Average salaries in San Francisco, the Bay Area and Silicon Valley are among the world’s highest, and property prices are beyond the means of all but the top 20 per cent of earners. At the other end of the scale, homelessness and related social problems are spiralling.
An estimated 7,500 people were recorded as not having permanent accommodation in 2017 and, despite the city allocating US$271 million to address the problem, a shortage of shelter beds has led to an increase in tent camps.
The ad hoc eyesores have spread from parks and underpasses to tourist areas, including Chinatown, which “reeks of urine and faeces from vagrants being allowed to sleep in doorways and streets”, according to one online review.
Things have become so bad that in April, the president of the San Francisco visitors bureau urged city officials to do something about the needle-littered pavements, where intimidating and abusive street sleepers inject drugs in full view of passers-by.
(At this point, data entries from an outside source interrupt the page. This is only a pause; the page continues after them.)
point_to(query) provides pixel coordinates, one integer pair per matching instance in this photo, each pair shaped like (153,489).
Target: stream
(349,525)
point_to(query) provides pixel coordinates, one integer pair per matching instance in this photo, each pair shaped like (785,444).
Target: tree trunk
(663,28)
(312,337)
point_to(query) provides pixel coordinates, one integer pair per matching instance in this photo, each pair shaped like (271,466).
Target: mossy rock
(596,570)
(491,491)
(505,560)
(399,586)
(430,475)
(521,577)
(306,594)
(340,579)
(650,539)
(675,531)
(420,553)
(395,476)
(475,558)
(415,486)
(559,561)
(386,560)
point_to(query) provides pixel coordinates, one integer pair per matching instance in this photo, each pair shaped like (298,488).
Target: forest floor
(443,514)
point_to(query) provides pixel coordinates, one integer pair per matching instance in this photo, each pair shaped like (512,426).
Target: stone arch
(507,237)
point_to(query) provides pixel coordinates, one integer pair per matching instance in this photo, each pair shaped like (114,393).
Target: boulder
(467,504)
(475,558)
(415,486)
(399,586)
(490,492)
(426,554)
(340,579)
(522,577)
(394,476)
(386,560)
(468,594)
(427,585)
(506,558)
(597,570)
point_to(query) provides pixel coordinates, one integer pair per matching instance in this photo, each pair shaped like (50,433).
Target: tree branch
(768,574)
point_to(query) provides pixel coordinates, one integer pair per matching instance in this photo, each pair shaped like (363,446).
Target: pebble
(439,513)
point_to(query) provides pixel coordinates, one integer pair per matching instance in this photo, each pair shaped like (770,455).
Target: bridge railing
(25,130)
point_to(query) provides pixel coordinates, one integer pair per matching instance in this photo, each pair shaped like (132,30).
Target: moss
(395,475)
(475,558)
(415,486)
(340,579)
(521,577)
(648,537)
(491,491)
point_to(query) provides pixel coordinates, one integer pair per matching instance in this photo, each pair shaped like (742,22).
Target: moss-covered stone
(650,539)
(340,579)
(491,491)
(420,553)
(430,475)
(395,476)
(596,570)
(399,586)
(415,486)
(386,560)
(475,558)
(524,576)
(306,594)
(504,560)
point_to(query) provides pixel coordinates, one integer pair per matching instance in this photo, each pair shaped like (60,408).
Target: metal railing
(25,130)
Derogatory nicknames like “San Fran Cesspool” and “San Fransicko” are making the rounds on social media, and at least one department store now keeps tents in locked cases to prevent them from being stolen.
The mayor of Osaka, Japan, sister city of San Francisco since 1957, cut ties with its “sibling” this week. The falling-out was over the installation of a controversial statue in St Mary’s Square representing “comfort women” from Korea, China and the Philippines who were forced into sexual slavery by the Japanese army during the second world war.
Cathay Pacific, Hong Kong Airlines, Singapore Airlines and United all fly direct from Hong Kong to San Francisco.